Croatia Reaps Benefits For Backing Bosnian Pact
| ZAGREB, CROATIA
POPE John Paul II's planned Sept. 10-11 visit here represents another political dividend for the Croatian government for its participation in the US-sponsored reconciliation between Bosnia-Herzegovina's Muslims and Croats.
With economic hardship and endemic corruption seriously eroding its popularity, the government will be able to proclaim the visit a new milestone in its crusade to lead Roman Catholic-majority Croatia out of almost 50 years of Yugoslav communism.
Croatian officials, however, privately concede the pontiff would not be coming if President Franjo Tudjman were still sponsoring the Bosnian Croat attempt to carve territory out of Bosnia and join it to Croatia.
Coerced by threats of United Nations sanctions, President Tudjman in February began withdrawing thousands of troops he had sent into Bosnia and prodded his Bosnian Croat proxies and their supporters in Zagreb into accepting peace with the Muslim-led government.
The US-brokered Washington Accords led in April to the formation of the Muslim-Croat federation. Croatia has since been rewarded by a major expansion in international political and economic dividends since its bloody 1991 secession from former Yugoslavia.
Other benefits include unanimous international rejection of the independence demands of the Belgrade-backed minority Serb rebels, who control about one-fourth of Croatia, captured in the 1991 war.
Croatia's relations with the Muslim world have also blossomed. It has signed a multimillion-dollar ships-for-oil accord with Iran and lucrative trade and cooperation pacts with Turkey.
Egypt has unfrozen a petroleum sales agreement suspended during the Croat-Muslim fighting in Bosnia and a breakthrough in relations is anticipated with oil-rich Arabian Gulf states.
Most important has been the improvement in ties with the United States, which resisted recognizing Croatia's independence because of its role in former Yugoslavia's violent collapse until it was forced to follow the European Union's (EU) lead in April 1992. Since the Washington Accords, the Clinton administration has signed trade, science and technology, education, and nontechnical military-assistance pacts with Croatia and is planning an expansion in funds for democratization projects.
A NATO team is expected next month to discuss Croatia's admission to the Partnership for Peace program.

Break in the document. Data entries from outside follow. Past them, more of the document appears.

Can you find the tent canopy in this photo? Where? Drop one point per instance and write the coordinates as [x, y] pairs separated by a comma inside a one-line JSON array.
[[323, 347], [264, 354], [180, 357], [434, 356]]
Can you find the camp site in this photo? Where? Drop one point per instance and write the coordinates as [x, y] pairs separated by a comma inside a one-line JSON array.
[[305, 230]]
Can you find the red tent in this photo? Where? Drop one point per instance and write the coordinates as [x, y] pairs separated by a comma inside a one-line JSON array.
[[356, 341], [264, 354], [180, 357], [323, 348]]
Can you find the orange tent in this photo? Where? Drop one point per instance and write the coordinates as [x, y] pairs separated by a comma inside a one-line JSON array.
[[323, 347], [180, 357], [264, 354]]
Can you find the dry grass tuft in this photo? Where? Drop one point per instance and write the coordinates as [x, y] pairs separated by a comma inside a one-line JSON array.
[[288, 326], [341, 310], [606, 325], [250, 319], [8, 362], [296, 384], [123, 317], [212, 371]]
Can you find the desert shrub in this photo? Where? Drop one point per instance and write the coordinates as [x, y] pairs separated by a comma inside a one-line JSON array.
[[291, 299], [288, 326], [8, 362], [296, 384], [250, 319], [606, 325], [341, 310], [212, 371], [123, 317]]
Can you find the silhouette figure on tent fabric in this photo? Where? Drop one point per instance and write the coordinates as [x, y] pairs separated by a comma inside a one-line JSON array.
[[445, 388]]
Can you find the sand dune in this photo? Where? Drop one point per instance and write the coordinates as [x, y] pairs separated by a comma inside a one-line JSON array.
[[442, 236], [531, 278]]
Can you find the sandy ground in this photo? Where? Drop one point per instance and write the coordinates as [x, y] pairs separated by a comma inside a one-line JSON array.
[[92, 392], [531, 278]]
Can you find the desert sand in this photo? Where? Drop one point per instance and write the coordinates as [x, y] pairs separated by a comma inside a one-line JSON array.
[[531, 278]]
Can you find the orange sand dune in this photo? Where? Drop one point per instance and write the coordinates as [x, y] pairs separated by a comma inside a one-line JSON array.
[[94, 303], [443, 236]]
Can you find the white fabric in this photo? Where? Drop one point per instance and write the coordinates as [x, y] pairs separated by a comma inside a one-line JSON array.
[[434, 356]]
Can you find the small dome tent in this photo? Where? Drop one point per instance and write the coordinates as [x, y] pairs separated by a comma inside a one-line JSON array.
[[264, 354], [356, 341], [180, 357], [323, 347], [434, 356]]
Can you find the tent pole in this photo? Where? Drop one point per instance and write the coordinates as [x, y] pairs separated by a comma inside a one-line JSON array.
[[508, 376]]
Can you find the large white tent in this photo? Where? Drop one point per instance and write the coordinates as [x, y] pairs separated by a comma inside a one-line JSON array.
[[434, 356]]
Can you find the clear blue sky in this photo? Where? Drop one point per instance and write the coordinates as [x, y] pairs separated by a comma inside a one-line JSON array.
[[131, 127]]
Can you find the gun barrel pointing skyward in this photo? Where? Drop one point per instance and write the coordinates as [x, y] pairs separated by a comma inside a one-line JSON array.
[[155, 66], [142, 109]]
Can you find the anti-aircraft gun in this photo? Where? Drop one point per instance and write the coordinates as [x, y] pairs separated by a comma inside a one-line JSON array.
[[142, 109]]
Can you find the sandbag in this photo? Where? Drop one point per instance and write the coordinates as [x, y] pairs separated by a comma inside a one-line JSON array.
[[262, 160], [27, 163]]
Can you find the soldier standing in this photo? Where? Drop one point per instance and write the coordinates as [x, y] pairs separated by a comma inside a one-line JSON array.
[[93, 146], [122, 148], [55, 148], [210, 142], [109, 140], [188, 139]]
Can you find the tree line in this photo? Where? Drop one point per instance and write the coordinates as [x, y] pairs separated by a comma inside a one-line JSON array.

US advocacy won Croatia a $128 million World Bank loan last month and $400 million more is expected soon. A US-backed $250 million International Monetary Fund loan is also pending.
While all this represents considerable progress, the Balkan state of 4.5 million remains a long way from full international acceptance, especially its dreamed-of integration with Europe. ``Nobody in the West loves Croatia,'' notes a Western diplomat.
Perhaps out of contrition for its hasty recognition, the EU has yet to sign one major accord with Croatia. Nor has any individual EU member, including Germany, which sponsored its recognition.
The EU first seeks improvements in Croatia's dismal human rights record, especially an end to discrimination against thousands of Serbs who refused to join the 1991 uprising. The EU also wants the Communist-era legal system overhauled, an end to state media control, harassment of Tudjman opponents, and genuine political liberalization, including a dilution of the powers given to the president under the constitution drafted by his Croatian Democratic Union (HDZ).
Washington has been the most vocal foreign critic of the government's communist-bred authoritarian political style. It has also warned Croatia that it could lose its newly won benefits should it carry out renewed threats to use military force to recover rebel Serb-held areas that were placed under UN protection as part of the cease-fire that ended the 1991 war.
Croatian officials say that while they understand such concerns, they pose a serious dilemma: Absent strong international action, the Serbian rebellion will persist and strengthen HDZ hard-liners who are demanding military force over negotiations.
These elements also oppose the political and economic reforms demanded by the US and its European allies. ``If the world fails us, these people will take over. The only thing the international community could do then is put a cordon sanitaire [a barrier restraining free movement] around this region and come back six months later and see who is dead and who is alive,'' one official says.
Another threat is the slow implementation of the Washington Accords and delays caused by the Bosnian Serbs' rejection of the ``contact group's'' peace plan.